The mean values for the tentorial and occipital angles were 42 degrees (range: 25-53 degrees) and 98 degrees (69-122 degrees), respectively. The results proved that the higher the tentorial angle, the higher the occipital angle and the greater was the amount of hidden brain tissue. Of 100 persons, 3 (3%) were found to be dolichocephalic, 23 (23%) were mesocephalic, and 74 (74%) were brachycephalic. Statistical analysis proved that individuals with a dolichocephalic cranial shape have lower tentorial and occipital angles.

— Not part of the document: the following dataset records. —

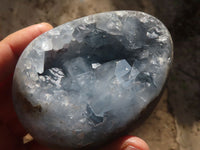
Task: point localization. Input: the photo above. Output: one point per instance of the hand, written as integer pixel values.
(11, 131)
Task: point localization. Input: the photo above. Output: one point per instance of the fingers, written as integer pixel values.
(128, 143)
(12, 46)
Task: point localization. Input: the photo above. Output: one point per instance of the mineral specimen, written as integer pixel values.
(84, 81)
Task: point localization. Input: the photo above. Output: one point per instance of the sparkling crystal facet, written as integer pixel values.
(84, 81)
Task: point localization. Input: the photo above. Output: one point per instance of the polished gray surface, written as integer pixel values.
(81, 82)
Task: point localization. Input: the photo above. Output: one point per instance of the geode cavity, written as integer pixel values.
(86, 80)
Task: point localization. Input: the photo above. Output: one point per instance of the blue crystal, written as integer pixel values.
(84, 81)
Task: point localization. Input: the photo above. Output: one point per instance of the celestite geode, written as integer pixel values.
(84, 81)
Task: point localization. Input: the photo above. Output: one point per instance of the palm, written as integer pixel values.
(11, 131)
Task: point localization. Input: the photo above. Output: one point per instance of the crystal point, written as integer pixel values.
(74, 85)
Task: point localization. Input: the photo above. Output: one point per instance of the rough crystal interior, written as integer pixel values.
(87, 74)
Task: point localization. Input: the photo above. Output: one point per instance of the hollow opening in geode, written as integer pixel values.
(94, 47)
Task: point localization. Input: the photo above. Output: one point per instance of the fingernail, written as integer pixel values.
(129, 147)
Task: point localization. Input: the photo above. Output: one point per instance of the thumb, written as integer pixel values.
(128, 143)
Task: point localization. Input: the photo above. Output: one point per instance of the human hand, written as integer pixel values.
(11, 131)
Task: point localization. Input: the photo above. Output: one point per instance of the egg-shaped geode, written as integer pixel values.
(80, 83)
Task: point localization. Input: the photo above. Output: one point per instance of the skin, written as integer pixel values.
(10, 128)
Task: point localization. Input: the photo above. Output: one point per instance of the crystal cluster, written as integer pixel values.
(80, 83)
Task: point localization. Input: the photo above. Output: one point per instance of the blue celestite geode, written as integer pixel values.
(84, 81)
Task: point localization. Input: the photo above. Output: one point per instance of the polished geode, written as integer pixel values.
(84, 81)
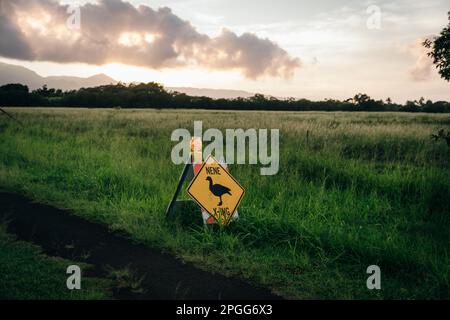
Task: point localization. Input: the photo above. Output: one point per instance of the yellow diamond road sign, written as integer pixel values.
(216, 191)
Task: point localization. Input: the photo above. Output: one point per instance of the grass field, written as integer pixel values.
(28, 274)
(362, 189)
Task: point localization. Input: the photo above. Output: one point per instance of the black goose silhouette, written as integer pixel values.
(218, 190)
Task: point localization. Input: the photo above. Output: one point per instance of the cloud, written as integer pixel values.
(423, 67)
(116, 31)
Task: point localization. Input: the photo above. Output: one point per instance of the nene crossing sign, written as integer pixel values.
(216, 191)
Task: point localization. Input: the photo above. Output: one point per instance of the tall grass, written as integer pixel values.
(354, 189)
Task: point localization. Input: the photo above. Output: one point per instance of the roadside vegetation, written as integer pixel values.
(353, 190)
(26, 273)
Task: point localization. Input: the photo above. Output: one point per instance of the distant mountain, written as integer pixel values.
(213, 93)
(17, 74)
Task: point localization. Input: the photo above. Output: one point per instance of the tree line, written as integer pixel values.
(153, 95)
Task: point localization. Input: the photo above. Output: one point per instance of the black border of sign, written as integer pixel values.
(195, 178)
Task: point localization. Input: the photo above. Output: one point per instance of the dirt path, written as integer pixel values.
(61, 233)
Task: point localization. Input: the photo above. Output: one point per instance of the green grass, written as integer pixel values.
(26, 273)
(363, 189)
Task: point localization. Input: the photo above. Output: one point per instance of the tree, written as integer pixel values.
(440, 51)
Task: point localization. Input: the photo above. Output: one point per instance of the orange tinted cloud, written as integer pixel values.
(116, 31)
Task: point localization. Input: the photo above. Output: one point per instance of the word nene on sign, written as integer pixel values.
(216, 191)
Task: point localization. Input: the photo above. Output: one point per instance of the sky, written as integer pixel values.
(287, 48)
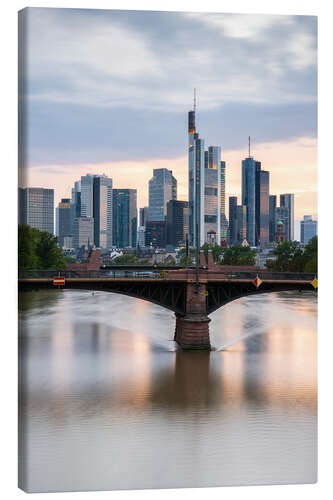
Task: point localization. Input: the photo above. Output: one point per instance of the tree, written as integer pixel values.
(186, 261)
(237, 255)
(217, 250)
(38, 249)
(290, 257)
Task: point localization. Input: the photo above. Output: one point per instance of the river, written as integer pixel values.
(108, 401)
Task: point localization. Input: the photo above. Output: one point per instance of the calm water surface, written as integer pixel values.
(108, 401)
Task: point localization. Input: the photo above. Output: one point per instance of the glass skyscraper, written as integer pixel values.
(177, 222)
(36, 208)
(102, 211)
(272, 208)
(249, 168)
(124, 218)
(162, 188)
(212, 194)
(287, 200)
(232, 234)
(196, 183)
(63, 220)
(308, 229)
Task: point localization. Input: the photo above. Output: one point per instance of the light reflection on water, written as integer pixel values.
(108, 401)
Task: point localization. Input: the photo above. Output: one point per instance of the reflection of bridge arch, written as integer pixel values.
(180, 292)
(220, 294)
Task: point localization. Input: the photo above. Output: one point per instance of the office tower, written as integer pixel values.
(87, 185)
(272, 207)
(162, 188)
(224, 221)
(36, 208)
(249, 168)
(282, 216)
(241, 233)
(125, 217)
(280, 235)
(75, 203)
(308, 229)
(232, 233)
(63, 220)
(287, 200)
(177, 222)
(141, 237)
(156, 234)
(212, 195)
(102, 211)
(83, 232)
(262, 206)
(143, 216)
(196, 184)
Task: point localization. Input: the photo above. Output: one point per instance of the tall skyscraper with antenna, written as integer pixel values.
(196, 177)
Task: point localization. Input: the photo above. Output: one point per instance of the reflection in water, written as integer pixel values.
(108, 401)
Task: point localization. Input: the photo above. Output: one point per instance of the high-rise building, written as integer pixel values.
(83, 232)
(249, 168)
(272, 208)
(262, 207)
(196, 183)
(241, 233)
(255, 196)
(287, 200)
(212, 194)
(224, 221)
(36, 208)
(141, 237)
(75, 203)
(177, 222)
(308, 229)
(232, 233)
(282, 216)
(63, 220)
(143, 216)
(156, 232)
(87, 195)
(102, 211)
(125, 217)
(162, 188)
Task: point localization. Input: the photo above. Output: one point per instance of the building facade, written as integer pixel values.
(36, 208)
(212, 195)
(308, 229)
(287, 200)
(83, 232)
(156, 233)
(162, 188)
(282, 220)
(196, 183)
(177, 223)
(102, 211)
(272, 208)
(249, 168)
(63, 220)
(144, 212)
(232, 233)
(124, 227)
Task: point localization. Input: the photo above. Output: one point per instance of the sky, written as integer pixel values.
(108, 91)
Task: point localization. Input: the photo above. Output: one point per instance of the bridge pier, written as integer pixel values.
(192, 329)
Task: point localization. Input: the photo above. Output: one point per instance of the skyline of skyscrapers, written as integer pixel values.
(92, 197)
(162, 188)
(125, 217)
(36, 208)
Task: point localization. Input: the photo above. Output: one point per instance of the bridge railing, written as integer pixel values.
(102, 273)
(268, 275)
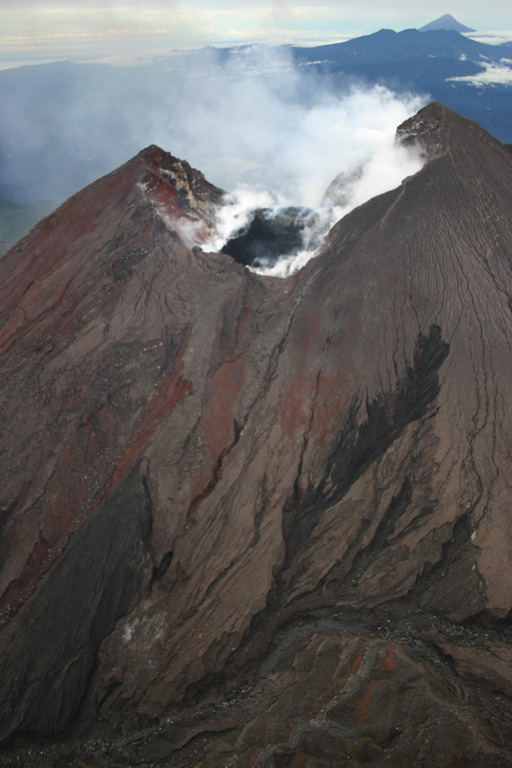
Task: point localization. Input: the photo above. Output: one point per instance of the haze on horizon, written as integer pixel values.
(35, 31)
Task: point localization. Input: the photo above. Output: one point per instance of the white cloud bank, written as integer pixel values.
(491, 74)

The results provide strong evidence proving that the lesser the tentorial and occipital angles, the easier the exposure of the anterior portion of the MTR during the PST approach. Furthermore, the tendency of the cranial shape to dolichocephaly seems to have the same practical value in choosing the approach. Therefore, it is easier to expose the anterior portion of the MTR in these individuals 3)


1)
de Oliveira JG, Párraga RG, Chaddad-Neto F, Ribas GC, de Oliveira EP. Supracerebellar transtentorial approach-resection of the tentorium instead of an opening-to provide broad exposure of the mediobasal temporal lobe: anatomical aspects and surgical applications: clinical article. J Neurosurg. 2012 Apr;116(4):764-72. doi: 10.3171/2011.12.JNS111256. Epub 2012 Jan 13. PubMed PMID: 22242666.
2)
Türe U, Harput MV, Kaya AH, Baimedi P, Firat Z, Türe H, Bingöl CA. The paramedian supracerebellar-transtentorial approach to the entire length of the mediobasal temporal region: an anatomical and clinical study. Laboratory investigation. J Neurosurg. 2012 Apr;116(4):773-91. doi: 10.3171/2011.12.JNS11791. Epub 2012 Jan 20. PubMed PMID: 22264179.
3)
Lafazanos S, Türe U, Harput MV, Lopez PG, Fırat Z, Türe H, Dimitriou T, Yaşargil MG. Evaluating the Importance of the Tentorial Angle in the Paramedian Supracerebellar-Transtentorial Approach for Selective Amygdalohippocampectomy. World Neurosurg. 2015 Jan 6. pii: S1878-8750(14)01413-2. doi: 10.1016/j.wneu.2014.12.042. [Epub ahead of print] Review. PubMed PMID: 25576307.